Henry Ironside’s comments on these chapters are helpful: “In the so-called “Sermon on the Mount” our Lord was not preaching the gospel, but He was setting forth the principles of His kingdom, which should guide the lives of all who profess to be His disciples. In other words, this is the law of the kingdom; the observance of which must characterize its loyal subjects as they wait for the day when the King Himself shall be revealed. Throughout, it recognizes the existence of definite opposition to His rule, but those who own His authority are called upon to manifest the same meek and lowly spirit that was seen in Him while in the days of His humiliation here on earth…For the natural man this sermon is not the way of life, but rather a source of condemnation; for it sets a standard so high and holy that no unsaved person can by any possibility attain to it. He who attempts it will soon realize his utter helplessness, if he be honest and conscientious. He must look elsewhere in Scripture for the gospel, which is the dynamic of God unto salvation to all who believe (Romans 1:16)…So far as the unsaved are concerned, therefore, the teaching given here becomes indeed, as C. I. Scofield has well said, “Law raised to its Nth power.” But for the believer, just as the righteous requirements of the law are “fulfilled in us, who walk not after the flesh, but after the Spirit” (Romans 8:4), so the principles laid down in this sermon will find their practical exemplification in the lives of all who seek to walk as Christ walked.”

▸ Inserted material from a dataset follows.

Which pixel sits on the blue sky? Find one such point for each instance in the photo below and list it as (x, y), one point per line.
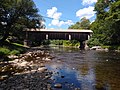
(65, 12)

In his quest for salvation, apart from God’s intervention, it is man’s natural (sinful) tendency to dismiss or diminish the Law.  But Jesus did not come “to abolish the Law, but to fulfill” (Matthew 5:17).  The religious leaders of Jesus’ day had worked to make the Law “manageable.”  They taught: “’You shall not commit murder’ and ‘whoever commits murder shall be liable to the court’ (Matthew 5:21).” They supposed that in not actually “murdering” anyone, they had kept the Law.  A self-righteous person might even say, “I’m going to heaven, I’m a good person, I haven’t killed anybody.”  But Jesus reaffirmed the true intent of the Law: “But I say to you that every one who is angry with his brother shall be guilty before the court; and whoever shall say to his brother, ‘Raca’ (‘empty-head’), shall be guilty before the supreme court; and whoever shall say, ‘You fool,’ shall be guilty enough to go into the hell of fire” (Matthew 5:22).  Indeed, not only are we commanded not to murder (and even to harbor murderous intentions within our hearts), but to love even our enemies (Matthew 5:43-44).

The people of Jesus’ day supposed the scribes and Pharisees to be the epitome of righteousness, but Jesus demands something far greater, “For I say to you, that unless your righteousness surpasses that of the scribes and Pharisees, you shall not enter the kingdom of heaven” (Matthew 5:20).  The Apostle Paul had been a self-righteous Pharisee, but through faith in Christ he found true righteousness: “More than that I count all things to be loss in view of the surpassing value of knowing Christ Jesus my Lord, for whom I have suffered the loss of all things, and count them but rubbish in order that I may gain Christ, and may be found in Him, not have a righteousness of my own derived from the Law, but that which is through faith in Christ, the righteousness which comes from God on the basis of faith” (Philippians 3:8-9).  True righteousness can be possessed only through faith in Him.